The angel or whatever wasn't telling me anything I wasn't already desperate to hear- it just came up from deeper than I am used to coherent thoughts coming from, and it was charged with such ecstatic excitement that it sticks with me, even after that gnarly meditation retreat was over.
Emile Durkheim said that totems, gods of tribes, are living symbols of everything that the tribe stands for- our ideals. Let us assume that Durkheim is right- God serves as the embodiment of a culture's ideals, and is imbued with enough of the groups moral authority to act upon the command. So, when the little voice inside says "do this, don't do that", then you believe it- even if it's exactly what the rest of the culture says you should do, it is the internalized voice that you HAVE to listen to.
But what about the totem of someone who is a culture of one? You have to make your own god, period, we all do- sometimes people try and Xerox from the Bible, or some sutra, and say its theirs. But they didn't write it! You god has to be more than you are, and of the best of you- it has to be open ended enough to pipe through innovative thoughts, like these, but coherent and discrete enough to be credible for you to act on your intuition. I'm making meaning up as I go along, with the best praxis I can glean from diverse groups that have pieces but not the whole of what I am to embody.

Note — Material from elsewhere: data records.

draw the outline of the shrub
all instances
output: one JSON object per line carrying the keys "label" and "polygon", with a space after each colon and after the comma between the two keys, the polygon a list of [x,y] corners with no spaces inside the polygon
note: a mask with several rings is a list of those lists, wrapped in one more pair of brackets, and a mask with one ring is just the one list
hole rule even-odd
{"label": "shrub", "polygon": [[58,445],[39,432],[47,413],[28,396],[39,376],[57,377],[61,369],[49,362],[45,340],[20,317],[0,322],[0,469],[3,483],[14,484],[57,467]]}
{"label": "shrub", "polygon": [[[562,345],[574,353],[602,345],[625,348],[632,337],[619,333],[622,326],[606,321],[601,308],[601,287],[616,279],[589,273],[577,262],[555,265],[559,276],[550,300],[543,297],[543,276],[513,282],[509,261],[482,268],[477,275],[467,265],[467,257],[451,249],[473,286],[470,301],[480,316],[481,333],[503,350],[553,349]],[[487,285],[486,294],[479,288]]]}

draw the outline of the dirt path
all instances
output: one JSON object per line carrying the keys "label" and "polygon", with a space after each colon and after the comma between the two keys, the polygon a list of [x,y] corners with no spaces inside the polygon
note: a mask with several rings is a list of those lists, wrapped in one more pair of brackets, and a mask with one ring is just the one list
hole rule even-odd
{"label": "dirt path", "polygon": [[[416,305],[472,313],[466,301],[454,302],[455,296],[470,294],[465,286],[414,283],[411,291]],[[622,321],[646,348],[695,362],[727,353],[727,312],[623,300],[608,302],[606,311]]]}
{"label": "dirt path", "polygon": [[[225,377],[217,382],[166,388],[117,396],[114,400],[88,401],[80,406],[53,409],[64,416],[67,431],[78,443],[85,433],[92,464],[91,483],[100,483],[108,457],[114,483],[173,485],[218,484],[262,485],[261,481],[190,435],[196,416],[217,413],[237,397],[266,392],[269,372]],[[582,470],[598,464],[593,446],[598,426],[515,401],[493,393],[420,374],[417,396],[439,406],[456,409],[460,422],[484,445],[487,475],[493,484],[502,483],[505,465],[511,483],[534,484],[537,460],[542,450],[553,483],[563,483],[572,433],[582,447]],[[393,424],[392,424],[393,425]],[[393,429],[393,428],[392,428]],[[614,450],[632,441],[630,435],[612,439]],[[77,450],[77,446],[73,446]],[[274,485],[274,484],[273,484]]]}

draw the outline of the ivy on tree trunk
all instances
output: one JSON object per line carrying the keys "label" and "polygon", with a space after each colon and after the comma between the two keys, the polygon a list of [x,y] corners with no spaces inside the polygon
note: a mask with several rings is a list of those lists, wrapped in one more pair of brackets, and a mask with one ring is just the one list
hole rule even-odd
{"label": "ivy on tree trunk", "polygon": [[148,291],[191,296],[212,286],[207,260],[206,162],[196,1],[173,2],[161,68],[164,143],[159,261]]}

I'll post pics of the shrooms once that happens. In the meantime, my brother Ben and I are in the brainstorming stages of establishing a homebase in Athens for post graduation. Read about it as it unfolds, here
BTW, I am calling my HGA Raphael. THE Raphael is alleged to be a healer, and the personal guide and guardian of Tobit from tradition who normally is the Semitic angel that lives in the Sun. Also, supposedly he is watching over and tending to the tree of life in Paradise. Maybe I can bum some seeds? :) The name just came to me, though. Sometimes words just pop into my empty mind like that. I stopped discarding them when I realized they might be significant, back at Mountain Gardens in '07. Belief in Fortune is a reality I've created for myself. Believing life matters because I have agency and direction, the path opens up ahead of me as I cultivate insight and act on it.